The J50 I recently added to my loco fleet features here

This month thanks to ebay I added the GWR V1. This was a very speculative purchase as the pictures showed no pony wheels and did not state that it was on an HD chassis even if the picture of the box showed that it should be. Anyway I took a chance and got it at a very good price. When it arrived, in the original box, it was clear that the pony wheels assembly had broken but the seller added a suitable pony set up . So the new pony wheels which were on a plastic carrier were added – not quite right but reasonable, the chassis, which was an HD 0-6-0, was 3 railed with a Marklin skate and nylon bolt to prevent shorting, The original 2 rail pick up was rewired to earth and the bottom of the skate insulated to prevent contact with the 2 rail pick up wire. The nylon bolt had a thick screw head and this had to be filed down to ensure that the skate had the maximum clearance. A little more filing is necessary as it stutters on the X crossings with their higher central section. I added coal to the bunker but the engine is still minus its handrails which I need to work on.

The one thing that you can’t see from the pictures is that the pony wheels don’t actually run on the rails, they hover slightly above. Adding some weight to the plastic pony just lifts the front drive wheels so I am going to live with them just not touching.

3 thoughts on “GWR U1 ex TafF Vale”

  1. I have similarly purchased a completed U1.
    On mine, the trailing wheel can drop by 45 degrees below horizontal using the kit parts. But the kink in the arm may have been increased.- also the arm is loose on the fixing pin. Have photos if this would help – how would I attach them?

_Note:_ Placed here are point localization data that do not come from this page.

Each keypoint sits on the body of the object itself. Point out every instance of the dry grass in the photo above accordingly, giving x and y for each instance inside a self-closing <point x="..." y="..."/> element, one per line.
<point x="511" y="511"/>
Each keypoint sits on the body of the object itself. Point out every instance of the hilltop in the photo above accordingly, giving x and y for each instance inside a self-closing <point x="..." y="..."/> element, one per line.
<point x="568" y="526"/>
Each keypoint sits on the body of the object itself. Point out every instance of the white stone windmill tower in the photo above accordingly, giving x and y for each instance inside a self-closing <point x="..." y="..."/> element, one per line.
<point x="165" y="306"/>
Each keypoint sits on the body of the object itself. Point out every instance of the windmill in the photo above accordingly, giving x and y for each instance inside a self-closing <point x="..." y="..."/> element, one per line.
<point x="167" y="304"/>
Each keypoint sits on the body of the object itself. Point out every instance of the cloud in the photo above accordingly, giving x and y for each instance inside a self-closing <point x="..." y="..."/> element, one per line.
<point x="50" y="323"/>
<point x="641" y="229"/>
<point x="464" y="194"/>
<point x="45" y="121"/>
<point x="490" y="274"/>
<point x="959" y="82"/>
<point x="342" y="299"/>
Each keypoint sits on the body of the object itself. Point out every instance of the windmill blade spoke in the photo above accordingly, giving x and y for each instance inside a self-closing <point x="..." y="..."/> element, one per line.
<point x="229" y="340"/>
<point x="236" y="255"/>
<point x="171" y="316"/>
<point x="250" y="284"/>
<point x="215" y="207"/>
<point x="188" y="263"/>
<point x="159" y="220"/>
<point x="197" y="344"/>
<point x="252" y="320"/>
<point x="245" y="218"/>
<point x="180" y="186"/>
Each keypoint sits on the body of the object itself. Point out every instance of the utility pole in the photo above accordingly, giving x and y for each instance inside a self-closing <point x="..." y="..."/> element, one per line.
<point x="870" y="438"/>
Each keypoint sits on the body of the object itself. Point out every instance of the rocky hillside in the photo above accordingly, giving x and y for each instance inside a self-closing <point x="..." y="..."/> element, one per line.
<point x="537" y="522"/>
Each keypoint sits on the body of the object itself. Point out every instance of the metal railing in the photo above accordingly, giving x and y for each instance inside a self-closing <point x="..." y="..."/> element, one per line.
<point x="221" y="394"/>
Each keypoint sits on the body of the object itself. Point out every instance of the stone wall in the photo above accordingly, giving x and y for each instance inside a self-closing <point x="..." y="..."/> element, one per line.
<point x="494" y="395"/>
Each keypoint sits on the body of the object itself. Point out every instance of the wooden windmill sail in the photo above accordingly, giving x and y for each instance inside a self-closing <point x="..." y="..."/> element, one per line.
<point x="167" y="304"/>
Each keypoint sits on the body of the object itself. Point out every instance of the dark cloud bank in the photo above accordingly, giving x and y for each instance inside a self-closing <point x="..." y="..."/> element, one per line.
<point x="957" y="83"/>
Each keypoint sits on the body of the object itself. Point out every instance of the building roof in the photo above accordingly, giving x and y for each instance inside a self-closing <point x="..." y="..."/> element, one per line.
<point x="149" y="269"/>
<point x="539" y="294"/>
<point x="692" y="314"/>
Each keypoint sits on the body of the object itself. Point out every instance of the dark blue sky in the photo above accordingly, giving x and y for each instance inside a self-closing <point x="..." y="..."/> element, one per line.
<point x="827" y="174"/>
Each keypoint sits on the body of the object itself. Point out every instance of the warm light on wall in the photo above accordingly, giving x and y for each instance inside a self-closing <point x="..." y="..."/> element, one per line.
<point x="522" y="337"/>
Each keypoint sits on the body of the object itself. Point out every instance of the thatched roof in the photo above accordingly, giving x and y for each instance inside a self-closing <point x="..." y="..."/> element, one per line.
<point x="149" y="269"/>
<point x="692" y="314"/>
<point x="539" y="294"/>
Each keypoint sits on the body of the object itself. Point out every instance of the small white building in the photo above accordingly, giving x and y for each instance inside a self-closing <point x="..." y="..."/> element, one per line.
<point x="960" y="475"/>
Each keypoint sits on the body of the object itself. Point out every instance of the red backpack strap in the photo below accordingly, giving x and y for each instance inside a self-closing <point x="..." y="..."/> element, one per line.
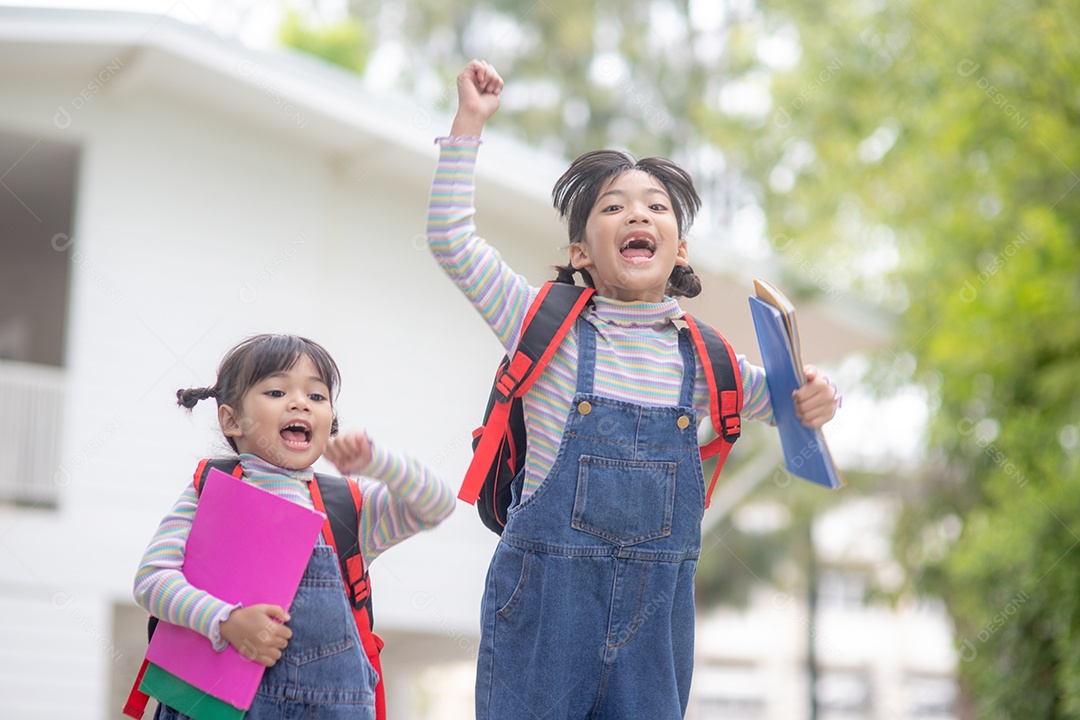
<point x="227" y="465"/>
<point x="137" y="700"/>
<point x="725" y="393"/>
<point x="548" y="321"/>
<point x="340" y="500"/>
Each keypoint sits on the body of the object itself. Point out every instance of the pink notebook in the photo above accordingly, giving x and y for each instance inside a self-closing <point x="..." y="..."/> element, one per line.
<point x="246" y="545"/>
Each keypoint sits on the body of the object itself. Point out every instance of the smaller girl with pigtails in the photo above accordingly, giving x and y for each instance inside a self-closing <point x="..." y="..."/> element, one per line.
<point x="274" y="396"/>
<point x="588" y="610"/>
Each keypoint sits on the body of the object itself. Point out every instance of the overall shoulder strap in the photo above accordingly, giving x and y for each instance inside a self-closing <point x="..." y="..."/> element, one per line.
<point x="341" y="501"/>
<point x="725" y="392"/>
<point x="549" y="318"/>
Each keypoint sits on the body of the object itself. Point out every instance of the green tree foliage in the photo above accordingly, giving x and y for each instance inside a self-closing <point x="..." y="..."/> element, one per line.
<point x="630" y="73"/>
<point x="918" y="153"/>
<point x="935" y="141"/>
<point x="343" y="42"/>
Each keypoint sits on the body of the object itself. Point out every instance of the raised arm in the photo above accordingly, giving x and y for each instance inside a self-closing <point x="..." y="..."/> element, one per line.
<point x="407" y="498"/>
<point x="478" y="89"/>
<point x="495" y="289"/>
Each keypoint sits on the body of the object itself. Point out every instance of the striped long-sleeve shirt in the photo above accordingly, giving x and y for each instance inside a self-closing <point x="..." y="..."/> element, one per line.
<point x="403" y="499"/>
<point x="637" y="356"/>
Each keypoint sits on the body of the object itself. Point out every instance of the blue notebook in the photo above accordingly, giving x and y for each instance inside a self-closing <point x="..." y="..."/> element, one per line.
<point x="806" y="453"/>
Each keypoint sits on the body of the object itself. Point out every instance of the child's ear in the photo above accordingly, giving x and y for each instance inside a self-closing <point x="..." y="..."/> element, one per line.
<point x="229" y="421"/>
<point x="683" y="254"/>
<point x="579" y="256"/>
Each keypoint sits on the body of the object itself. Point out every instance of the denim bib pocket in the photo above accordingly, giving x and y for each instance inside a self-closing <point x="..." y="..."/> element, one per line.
<point x="624" y="502"/>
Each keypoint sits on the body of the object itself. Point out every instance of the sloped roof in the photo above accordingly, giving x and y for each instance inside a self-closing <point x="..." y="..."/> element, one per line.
<point x="312" y="103"/>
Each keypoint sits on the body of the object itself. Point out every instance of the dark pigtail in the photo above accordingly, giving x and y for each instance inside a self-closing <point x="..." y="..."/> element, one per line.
<point x="188" y="398"/>
<point x="684" y="282"/>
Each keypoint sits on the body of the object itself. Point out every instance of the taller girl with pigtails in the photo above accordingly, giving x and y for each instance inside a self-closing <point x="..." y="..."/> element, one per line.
<point x="597" y="621"/>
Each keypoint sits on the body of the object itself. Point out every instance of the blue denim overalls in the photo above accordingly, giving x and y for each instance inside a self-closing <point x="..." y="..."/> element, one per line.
<point x="323" y="674"/>
<point x="589" y="605"/>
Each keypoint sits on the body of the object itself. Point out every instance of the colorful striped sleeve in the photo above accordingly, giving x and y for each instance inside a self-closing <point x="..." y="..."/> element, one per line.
<point x="407" y="499"/>
<point x="500" y="295"/>
<point x="756" y="402"/>
<point x="160" y="585"/>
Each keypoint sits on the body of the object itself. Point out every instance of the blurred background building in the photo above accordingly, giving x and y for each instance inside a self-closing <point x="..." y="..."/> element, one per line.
<point x="166" y="192"/>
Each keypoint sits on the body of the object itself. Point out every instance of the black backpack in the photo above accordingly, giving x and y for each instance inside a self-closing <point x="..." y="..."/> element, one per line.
<point x="499" y="444"/>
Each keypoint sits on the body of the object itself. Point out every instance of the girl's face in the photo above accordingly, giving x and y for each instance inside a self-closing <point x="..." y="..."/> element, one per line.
<point x="285" y="418"/>
<point x="631" y="242"/>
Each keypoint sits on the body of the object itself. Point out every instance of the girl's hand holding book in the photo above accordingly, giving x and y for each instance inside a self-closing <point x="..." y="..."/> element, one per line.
<point x="258" y="633"/>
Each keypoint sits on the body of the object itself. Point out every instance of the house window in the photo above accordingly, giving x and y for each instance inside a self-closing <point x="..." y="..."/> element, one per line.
<point x="37" y="202"/>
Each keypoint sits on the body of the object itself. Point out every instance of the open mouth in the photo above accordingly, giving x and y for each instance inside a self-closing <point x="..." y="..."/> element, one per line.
<point x="638" y="246"/>
<point x="296" y="435"/>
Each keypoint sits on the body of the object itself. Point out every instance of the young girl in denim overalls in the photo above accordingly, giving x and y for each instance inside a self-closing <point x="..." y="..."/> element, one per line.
<point x="589" y="605"/>
<point x="275" y="406"/>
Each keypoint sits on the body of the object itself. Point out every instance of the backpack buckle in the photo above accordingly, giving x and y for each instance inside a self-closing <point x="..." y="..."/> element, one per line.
<point x="732" y="426"/>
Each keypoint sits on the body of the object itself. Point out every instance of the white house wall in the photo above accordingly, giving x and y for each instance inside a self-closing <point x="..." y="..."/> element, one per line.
<point x="194" y="229"/>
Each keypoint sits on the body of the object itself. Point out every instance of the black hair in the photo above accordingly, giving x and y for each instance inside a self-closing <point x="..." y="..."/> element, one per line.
<point x="575" y="194"/>
<point x="257" y="357"/>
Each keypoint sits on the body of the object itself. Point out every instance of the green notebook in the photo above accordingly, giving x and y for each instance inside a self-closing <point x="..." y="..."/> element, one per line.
<point x="169" y="689"/>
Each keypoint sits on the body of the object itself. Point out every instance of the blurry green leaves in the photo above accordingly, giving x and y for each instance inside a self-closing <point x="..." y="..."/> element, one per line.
<point x="342" y="42"/>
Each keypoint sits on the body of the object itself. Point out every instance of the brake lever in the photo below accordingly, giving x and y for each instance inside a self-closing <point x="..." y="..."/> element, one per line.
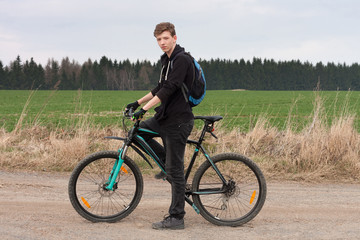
<point x="212" y="134"/>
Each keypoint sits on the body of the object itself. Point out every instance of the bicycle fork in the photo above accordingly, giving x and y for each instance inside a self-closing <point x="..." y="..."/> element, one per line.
<point x="116" y="168"/>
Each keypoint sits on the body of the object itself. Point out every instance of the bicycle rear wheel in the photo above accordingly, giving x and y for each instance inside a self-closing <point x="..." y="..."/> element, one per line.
<point x="88" y="193"/>
<point x="236" y="202"/>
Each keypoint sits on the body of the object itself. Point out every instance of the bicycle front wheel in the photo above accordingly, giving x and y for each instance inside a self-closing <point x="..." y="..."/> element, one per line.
<point x="90" y="197"/>
<point x="232" y="203"/>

  2. Ah the dear old U1. My first ever attempt to build a whitemetal locomotive. I absented myself from school one afternoon around 1968 and bought it from BEC models in Tooting, London. I seem to remember the chassis needed slight modification and this was done courtesy of the metalwork shop in Fulham Gas works where my Dad worked. I used balsa cement for assembly and the final results were very pleasing to a lad of 13 years. Happy days.

  3. Hi folks
    On the subject of Wills kits, after a time they moved to mostly Triang chassis. Has anyone tried building using a HD chassis. For example several are 4-6-0 would a castle chassis work? Ditto the 0-6-0 Jinty based kits? I dont think I can build a chassis from scratch and the kits are still about.